Let sample.py can generate caption for gray image.

The sample.py cannot be used to generate caption for gray image.In the data_loader.py, all of the images have been converted to 'RGB' format. But when generating captions using sample.py for single image, this conversion is missed.

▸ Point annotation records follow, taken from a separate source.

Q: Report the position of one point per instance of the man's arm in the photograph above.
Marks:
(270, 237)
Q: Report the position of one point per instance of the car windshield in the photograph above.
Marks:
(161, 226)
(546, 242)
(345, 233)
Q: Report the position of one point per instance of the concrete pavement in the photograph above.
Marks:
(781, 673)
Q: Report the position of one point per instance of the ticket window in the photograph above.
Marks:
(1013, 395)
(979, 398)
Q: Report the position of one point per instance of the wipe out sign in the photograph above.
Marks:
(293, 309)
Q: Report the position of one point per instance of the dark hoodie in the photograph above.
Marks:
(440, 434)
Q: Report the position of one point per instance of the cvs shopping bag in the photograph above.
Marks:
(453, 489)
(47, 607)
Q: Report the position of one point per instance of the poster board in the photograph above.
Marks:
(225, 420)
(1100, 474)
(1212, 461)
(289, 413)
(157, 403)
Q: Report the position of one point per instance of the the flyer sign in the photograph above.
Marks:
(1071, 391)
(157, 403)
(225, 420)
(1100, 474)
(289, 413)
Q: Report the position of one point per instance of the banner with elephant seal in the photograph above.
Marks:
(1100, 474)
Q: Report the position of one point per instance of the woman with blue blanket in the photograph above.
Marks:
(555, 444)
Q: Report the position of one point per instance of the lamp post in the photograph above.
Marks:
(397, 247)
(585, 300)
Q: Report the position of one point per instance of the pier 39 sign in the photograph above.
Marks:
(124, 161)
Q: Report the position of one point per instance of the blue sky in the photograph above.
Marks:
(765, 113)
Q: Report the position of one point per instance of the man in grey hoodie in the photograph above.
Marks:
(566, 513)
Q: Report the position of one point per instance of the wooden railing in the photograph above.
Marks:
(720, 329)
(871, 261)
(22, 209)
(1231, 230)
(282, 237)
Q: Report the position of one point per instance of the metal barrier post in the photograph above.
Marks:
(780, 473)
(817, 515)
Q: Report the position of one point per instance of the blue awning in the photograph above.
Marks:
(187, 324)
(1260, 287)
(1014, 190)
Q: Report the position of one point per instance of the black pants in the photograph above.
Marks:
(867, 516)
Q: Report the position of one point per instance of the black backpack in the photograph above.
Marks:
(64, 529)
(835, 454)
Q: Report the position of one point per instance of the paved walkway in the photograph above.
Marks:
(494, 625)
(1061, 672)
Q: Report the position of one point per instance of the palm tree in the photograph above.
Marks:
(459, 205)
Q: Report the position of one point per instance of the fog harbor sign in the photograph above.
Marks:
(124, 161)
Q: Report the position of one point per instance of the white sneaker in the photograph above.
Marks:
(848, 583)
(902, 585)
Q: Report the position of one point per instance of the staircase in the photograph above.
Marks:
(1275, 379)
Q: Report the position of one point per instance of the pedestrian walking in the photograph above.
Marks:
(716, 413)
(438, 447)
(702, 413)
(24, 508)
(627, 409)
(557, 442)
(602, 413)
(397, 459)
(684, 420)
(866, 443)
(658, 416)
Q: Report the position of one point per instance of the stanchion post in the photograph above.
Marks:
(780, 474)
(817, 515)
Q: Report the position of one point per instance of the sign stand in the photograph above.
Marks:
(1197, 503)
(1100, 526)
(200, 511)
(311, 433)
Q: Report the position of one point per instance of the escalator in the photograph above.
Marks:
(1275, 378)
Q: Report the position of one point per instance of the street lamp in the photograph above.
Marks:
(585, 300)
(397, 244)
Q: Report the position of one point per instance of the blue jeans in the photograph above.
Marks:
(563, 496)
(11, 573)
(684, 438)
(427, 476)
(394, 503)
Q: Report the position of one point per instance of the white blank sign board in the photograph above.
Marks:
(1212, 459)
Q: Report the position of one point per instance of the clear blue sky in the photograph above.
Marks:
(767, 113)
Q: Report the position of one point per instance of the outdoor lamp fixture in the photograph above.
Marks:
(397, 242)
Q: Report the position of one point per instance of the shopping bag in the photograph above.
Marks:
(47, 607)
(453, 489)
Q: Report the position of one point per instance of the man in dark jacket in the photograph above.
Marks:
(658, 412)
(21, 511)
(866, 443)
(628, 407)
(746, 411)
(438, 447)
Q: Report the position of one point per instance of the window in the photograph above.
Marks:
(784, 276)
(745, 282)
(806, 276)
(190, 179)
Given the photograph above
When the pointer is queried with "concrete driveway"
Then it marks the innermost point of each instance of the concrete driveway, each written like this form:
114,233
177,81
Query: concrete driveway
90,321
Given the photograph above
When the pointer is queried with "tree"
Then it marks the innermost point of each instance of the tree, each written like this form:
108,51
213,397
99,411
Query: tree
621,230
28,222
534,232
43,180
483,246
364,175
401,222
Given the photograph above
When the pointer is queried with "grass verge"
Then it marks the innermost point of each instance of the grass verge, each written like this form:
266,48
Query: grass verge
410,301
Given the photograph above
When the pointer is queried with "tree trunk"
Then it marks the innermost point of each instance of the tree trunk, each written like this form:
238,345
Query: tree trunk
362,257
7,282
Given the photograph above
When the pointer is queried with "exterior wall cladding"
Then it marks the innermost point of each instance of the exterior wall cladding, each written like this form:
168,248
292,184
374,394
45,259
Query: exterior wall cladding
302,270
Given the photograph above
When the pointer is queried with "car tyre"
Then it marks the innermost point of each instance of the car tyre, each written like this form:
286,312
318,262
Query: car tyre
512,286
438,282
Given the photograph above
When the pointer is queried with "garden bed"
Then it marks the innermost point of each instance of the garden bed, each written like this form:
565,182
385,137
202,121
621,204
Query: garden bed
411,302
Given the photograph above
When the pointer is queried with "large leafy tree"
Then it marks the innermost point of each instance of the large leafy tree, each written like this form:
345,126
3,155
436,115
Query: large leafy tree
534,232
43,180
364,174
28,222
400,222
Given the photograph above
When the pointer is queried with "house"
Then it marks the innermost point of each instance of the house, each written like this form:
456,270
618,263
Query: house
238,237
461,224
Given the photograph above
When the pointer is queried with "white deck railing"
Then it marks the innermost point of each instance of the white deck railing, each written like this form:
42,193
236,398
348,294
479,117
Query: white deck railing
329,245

So for gray image, it will have such RuntimeError: Given groups=1, weight of size [64, 3, 7, 7], expected input[1, 1, 224, 224] to have 3 channels, but got 1 channels instead.
2026-03-13 09:11:37 +08:00 · 2019-02-24 10:02:07 +08:00
parent 4896cefea1
commit 16691c00f8
1 changed files with 2 additions and 2 deletions
--- a/tutorials/03-advanced/image_captioning/sample.py
+++ b/tutorials/03-advanced/image_captioning/sample.py
@@ -14,7 +14,7 @@ from PIL import Image
 device = torch.device('cuda' if torch.cuda.is_available() else 'cpu')

 def load_image(image_path, transform=None):
-    image = Image.open(image_path)
+    image = Image.open(image_path).convert('RGB')
    image = image.resize([224, 224], Image.LANCZOS)
    
    if transform is not None:
@@ -78,4 +78,4 @@ if __name__ == '__main__':
    parser.add_argument('--hidden_size', type=int , default=512, help='dimension of lstm hidden states')
    parser.add_argument('--num_layers', type=int , default=1, help='number of layers in lstm')
    args = parser.parse_args()
-    main(args)
+    main(args)